Abbott's contention is that machine inventions should be protected to incentivize people to use AI for social good. It shouldn't matter, he says, whether a drug company asked a group of scientists or a group of supercomputers to formulate a vaccine for a new pathogen: The result should still be patentable, because society needs people to use AI to create beneficial inventions. Old patent law, he says, is ill-equipped to deal with changing definitions of intelligence. In the US, inventors are defined as individuals, and we argued there was no reason that was restricted to a natural person," he says.
This is extremely confused on multiple levels. Yes, the purpose of patent and copyright law is to create incentives for the inventor or author, but it does so by giving them a limited time monopoly by which they can profit. But, AI machines don't need to profit. And the argument that giving out patents and copyrights will somehow incentivize people to use AI for social good" makes no sense. That's not how any of this works. And, indeed, if you lock up the works and inventions, you limit the social good by making it so others are unable to make use of them.
There's also this weird bit in which Abbott keeps insisting that DABUS' creations are at the direction of Thaler, but Thaler says Abbott is wrong, and that misunderstanding is... kind of a big deal if Abbott is running around to various copyright and patent boards, and in various courts around the world, misrepresenting the reality of the situation that his client is in:
Abbott says the coverage of the cases-influenced by the district court's vagueness-has been quite confused, with a misguided focus on DABUS's autonomy. He emphasizes that he is not arguing that an AI should own a copyright, 3D printers-or scientists employed by a multinational, for that matter-create things, but don't own them. He sees no legal difference between Thaler's machine and someone asking Midjourney to make me a picture of a squirrel on a bicycle."
The autonomous statement was that the machine was executing the traditional elements of authorship, not that it crawled out of a primordial ooze, plugged itself in, paid a ton of utility bills and dropped out of college to do art," he says. And that is the case with any number of commonly used generative AI systems now: The machine is autonomously automating the traditional elements of authorship."
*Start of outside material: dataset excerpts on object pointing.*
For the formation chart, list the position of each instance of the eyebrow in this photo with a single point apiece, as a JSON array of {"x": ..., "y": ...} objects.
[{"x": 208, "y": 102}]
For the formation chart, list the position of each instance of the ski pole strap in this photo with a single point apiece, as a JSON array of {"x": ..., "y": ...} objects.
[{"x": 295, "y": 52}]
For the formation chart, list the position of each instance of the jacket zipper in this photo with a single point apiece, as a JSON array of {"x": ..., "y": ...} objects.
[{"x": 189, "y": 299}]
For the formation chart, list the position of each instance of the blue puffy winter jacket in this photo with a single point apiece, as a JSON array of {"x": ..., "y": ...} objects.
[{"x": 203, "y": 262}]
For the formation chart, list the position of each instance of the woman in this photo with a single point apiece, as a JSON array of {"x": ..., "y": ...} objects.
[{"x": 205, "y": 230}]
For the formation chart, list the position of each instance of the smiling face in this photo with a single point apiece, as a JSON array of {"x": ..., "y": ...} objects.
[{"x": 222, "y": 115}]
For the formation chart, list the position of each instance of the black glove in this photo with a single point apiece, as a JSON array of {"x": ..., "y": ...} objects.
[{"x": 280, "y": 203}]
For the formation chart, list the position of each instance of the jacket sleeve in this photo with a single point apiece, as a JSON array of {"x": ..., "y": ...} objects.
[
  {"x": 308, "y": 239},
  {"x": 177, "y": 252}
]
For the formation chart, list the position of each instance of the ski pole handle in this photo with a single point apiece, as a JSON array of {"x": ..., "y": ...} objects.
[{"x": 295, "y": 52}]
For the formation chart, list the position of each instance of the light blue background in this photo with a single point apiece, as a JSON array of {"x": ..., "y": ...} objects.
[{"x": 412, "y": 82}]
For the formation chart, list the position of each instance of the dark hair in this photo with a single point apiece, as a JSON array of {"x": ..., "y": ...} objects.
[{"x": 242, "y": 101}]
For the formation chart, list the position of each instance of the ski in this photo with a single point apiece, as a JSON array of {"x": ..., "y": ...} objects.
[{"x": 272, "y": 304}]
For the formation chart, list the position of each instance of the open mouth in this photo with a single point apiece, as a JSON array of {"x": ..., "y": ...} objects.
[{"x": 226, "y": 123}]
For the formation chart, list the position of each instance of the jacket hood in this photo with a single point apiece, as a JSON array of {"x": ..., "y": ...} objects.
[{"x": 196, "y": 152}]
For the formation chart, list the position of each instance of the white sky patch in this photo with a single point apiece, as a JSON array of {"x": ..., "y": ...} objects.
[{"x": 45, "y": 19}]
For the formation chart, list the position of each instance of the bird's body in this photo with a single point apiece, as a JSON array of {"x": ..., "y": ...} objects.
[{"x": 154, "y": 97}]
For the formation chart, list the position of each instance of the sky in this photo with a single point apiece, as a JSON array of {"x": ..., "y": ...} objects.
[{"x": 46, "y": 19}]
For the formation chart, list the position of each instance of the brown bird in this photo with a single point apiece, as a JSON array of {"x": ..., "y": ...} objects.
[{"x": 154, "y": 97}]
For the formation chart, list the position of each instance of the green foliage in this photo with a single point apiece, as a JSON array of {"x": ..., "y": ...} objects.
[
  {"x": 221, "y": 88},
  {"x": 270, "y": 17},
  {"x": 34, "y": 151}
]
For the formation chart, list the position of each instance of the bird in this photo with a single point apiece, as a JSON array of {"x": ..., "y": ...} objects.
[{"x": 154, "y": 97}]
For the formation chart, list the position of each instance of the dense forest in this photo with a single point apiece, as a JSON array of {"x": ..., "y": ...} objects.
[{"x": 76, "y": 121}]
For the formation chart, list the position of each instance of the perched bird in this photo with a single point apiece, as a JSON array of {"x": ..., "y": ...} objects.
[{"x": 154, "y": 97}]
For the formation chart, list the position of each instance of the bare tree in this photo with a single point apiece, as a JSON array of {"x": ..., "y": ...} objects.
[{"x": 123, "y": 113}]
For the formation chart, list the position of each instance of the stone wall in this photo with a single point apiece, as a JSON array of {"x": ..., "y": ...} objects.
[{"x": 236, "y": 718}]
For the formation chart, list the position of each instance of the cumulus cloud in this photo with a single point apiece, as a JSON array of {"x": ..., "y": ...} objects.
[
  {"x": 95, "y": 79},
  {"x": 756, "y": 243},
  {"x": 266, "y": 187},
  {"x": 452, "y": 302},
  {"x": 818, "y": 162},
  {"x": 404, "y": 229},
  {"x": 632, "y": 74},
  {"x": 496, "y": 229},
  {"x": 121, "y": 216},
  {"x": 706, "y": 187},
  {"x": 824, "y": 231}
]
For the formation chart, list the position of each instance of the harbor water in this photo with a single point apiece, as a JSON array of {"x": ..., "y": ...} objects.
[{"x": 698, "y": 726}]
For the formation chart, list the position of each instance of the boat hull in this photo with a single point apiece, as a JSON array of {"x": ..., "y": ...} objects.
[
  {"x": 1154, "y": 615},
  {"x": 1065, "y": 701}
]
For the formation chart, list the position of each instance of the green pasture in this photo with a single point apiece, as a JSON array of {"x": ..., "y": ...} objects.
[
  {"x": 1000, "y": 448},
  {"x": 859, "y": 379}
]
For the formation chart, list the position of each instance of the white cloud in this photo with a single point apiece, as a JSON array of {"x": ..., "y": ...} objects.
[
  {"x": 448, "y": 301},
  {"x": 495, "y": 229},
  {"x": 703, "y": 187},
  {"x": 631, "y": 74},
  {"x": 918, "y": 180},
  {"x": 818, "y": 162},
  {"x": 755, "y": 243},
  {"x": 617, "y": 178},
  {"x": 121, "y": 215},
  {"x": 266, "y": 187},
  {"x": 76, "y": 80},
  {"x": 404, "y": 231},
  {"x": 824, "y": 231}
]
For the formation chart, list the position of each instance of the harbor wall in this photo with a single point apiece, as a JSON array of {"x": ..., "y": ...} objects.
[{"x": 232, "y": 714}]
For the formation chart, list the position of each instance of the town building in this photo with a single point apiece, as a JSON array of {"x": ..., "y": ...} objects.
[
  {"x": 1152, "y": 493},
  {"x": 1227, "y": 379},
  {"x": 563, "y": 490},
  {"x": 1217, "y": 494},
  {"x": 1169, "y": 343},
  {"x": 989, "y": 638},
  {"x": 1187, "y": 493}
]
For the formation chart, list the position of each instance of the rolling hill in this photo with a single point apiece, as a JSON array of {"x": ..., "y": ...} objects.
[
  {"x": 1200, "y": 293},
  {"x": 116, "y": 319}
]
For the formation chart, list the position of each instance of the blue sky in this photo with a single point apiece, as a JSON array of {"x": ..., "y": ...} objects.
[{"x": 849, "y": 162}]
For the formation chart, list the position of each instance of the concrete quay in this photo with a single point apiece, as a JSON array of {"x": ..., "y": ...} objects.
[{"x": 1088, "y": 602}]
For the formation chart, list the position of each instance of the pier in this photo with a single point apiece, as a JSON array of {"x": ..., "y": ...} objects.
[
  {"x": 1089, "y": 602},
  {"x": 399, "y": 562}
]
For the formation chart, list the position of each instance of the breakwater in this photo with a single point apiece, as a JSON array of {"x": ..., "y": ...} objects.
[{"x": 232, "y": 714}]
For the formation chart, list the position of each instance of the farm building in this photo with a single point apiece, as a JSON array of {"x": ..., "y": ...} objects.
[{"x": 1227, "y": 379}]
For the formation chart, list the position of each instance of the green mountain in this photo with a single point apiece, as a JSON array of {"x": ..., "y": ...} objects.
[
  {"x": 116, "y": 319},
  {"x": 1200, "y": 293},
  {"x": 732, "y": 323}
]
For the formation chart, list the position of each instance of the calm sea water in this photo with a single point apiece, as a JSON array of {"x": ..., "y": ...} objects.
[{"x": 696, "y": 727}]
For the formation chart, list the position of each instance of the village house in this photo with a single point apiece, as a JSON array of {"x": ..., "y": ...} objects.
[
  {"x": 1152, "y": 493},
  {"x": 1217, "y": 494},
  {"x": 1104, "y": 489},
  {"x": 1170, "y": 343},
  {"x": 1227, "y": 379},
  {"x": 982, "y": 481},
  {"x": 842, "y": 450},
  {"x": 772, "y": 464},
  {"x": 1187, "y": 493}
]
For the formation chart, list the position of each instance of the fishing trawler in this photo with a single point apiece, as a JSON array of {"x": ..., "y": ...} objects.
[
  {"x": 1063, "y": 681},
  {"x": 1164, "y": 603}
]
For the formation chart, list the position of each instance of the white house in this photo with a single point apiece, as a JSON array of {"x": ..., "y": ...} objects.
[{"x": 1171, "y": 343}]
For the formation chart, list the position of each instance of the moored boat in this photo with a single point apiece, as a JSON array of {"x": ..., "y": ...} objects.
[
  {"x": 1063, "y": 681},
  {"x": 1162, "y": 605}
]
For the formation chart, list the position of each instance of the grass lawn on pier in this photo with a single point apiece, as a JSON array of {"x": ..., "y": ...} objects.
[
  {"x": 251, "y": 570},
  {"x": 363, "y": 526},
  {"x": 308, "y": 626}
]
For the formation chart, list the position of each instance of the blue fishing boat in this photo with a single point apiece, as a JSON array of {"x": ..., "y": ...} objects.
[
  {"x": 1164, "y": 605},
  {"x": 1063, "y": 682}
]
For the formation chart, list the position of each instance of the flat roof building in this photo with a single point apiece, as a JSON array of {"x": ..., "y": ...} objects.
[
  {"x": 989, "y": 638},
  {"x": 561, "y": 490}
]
Thaler directly contradicts Abbott here. He says that DABUS is not taking any human input; it's totally autonomous. So I probably disagree with Abbott a little bit about bringing in all these AI tools, you know, text to image and so forth, where you've got a human being that is dictating and is hands on with the tool," he says. My stuff just sits and contemplates and contemplates and comes up with new revelations that can be, you know, along any sensory channel."
Anyway, the article is really fascinating, and there are a bunch of good quotes in there from law professor Matthew Sag who is always good on this topic, including: The bottom line is that we don't need AI inventors to patent the outcomes of emergent processes." And also: I don't even really know where to begin, other than to say, if there is a sentient AI on the planet currently, it's definitely not this."
Still, the real story here seems to be about a very confused British academic lawyer, who doesn't understand how patents and copyrights work to incentivize things (and when they limit creativity and innovation), and an equally confused inventor who seems to think that filing bogus lawsuits that he doesn't even really agree with is a good way to tell the world about his AI which he claims is sentient, even though it's not.